Five of the twelve essays in this volume, “To Counsel the Doubtful,” “The Happiness of Writing an Autobiography,” “The Divineness of Discontent,” “Strayed Sympathies,” and “The Battlefield of Education,” are reprinted through the courtesy of The Atlantic Monthly ; four of them, “The Masterful Puritan,” “Are Americans a Timid People?” “Allies,” and “The American Laughs,” through the courtesy of The Yale Review ; “The Preacher at Large,” through the courtesy of The Century Magazine ; “They Had Their Day,” through the courtesy of Harper’s Magazine ; “The Idolatrous Dog,” through the courtesy of The Forum .
UNDER DISPUTE
When William Chillingworth, preaching at Oxford in the first year of England’s Civil War, defined the Cavaliers as publicans and sinners, and the Puritans as Scribes and Pharisees, he expressed the reasonable irritation of a scholar who had no taste or aptitude for polemics, yet who had been blown about all his life by every wind of doctrine. Those were uneasy years for men who loved moderation in everything, and who found it in nothing. It is not from such that we can hope for insight into emotions from which they were exempt, and purposes to which they held no clue.

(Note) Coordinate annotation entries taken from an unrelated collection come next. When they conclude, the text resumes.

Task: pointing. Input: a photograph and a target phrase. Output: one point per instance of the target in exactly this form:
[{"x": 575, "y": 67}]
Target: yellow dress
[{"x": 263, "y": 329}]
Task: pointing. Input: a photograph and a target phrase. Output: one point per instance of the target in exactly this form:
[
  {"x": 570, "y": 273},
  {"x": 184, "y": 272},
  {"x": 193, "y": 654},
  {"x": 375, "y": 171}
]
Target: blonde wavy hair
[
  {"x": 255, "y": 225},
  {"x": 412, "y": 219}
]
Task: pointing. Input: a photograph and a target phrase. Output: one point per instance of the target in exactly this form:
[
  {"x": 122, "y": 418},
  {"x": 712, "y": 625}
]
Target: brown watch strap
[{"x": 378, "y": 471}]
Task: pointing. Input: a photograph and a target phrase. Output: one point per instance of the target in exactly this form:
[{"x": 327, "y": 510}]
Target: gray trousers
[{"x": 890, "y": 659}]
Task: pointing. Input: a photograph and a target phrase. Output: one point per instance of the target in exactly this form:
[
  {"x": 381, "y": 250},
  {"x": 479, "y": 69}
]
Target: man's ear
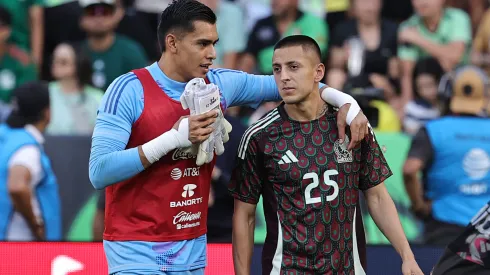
[
  {"x": 319, "y": 72},
  {"x": 171, "y": 43}
]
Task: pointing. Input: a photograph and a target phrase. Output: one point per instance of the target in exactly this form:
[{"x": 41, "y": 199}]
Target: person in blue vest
[
  {"x": 29, "y": 198},
  {"x": 452, "y": 153}
]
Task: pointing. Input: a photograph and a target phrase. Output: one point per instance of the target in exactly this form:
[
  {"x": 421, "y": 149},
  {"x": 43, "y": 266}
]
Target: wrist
[{"x": 407, "y": 255}]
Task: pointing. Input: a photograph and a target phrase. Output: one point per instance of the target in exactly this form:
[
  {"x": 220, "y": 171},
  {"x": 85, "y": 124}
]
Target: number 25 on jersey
[{"x": 316, "y": 182}]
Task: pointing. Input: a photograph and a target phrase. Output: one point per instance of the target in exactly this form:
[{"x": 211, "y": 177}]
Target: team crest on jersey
[
  {"x": 184, "y": 153},
  {"x": 343, "y": 155}
]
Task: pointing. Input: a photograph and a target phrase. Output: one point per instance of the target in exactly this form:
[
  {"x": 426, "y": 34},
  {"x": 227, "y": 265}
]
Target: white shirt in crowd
[{"x": 28, "y": 156}]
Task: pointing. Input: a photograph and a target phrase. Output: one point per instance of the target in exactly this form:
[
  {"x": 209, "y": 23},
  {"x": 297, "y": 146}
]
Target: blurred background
[{"x": 390, "y": 55}]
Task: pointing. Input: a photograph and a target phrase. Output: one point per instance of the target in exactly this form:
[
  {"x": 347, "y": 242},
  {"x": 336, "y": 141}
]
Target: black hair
[
  {"x": 306, "y": 42},
  {"x": 180, "y": 16},
  {"x": 83, "y": 64},
  {"x": 5, "y": 17},
  {"x": 428, "y": 66}
]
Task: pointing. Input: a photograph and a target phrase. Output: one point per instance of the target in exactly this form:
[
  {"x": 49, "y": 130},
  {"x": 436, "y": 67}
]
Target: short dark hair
[
  {"x": 5, "y": 17},
  {"x": 308, "y": 44},
  {"x": 180, "y": 16}
]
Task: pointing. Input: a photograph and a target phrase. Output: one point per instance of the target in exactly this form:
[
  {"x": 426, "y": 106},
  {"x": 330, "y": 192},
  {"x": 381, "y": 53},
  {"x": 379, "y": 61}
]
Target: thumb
[{"x": 341, "y": 128}]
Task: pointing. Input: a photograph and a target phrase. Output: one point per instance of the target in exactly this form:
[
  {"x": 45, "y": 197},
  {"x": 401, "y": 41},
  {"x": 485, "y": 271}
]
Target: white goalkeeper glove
[{"x": 200, "y": 98}]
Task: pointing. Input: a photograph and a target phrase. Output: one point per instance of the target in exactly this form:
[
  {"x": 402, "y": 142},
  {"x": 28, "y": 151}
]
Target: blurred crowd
[{"x": 390, "y": 55}]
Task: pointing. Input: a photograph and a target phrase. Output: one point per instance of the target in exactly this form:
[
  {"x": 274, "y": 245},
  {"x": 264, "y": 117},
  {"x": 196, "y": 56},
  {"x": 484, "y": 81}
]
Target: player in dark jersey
[
  {"x": 308, "y": 179},
  {"x": 470, "y": 252}
]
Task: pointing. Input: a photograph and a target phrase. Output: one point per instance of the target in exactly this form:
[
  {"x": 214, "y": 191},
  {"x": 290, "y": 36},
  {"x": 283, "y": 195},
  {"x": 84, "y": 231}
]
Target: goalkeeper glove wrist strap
[
  {"x": 339, "y": 99},
  {"x": 166, "y": 142}
]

In our day it is generously conceded that the Puritans made admirable ancestors. We pay them this handsome compliment in after-dinner speeches at all commemorative meetings. Just what they would have thought of their descendants is an unprofitable speculation. Three hundred years divide us from those stern enthusiasts who, coveting lofty things, found no price too high to pay for them. “It is not with us as with men whom small matters can discourage, or small discontentments cause to wish themselves at home again,” wrote William Brewster, when one half of the Mayflower Pilgrims had died in the first terrible year, and no gleam of hope shone on the survivors. To perish of hunger and cold is not what we should now call a “small discontentment.” To most of us it would seem a good and sufficient reason for abandoning any enterprise whatsoever. Perhaps if we would fix our attention upon a single detail—the fact that for four years the Plymouth colonists did not own a cow—we should better understand what life was like in that harsh wilderness, where children who could not get along without milk had but one other alternative—to die.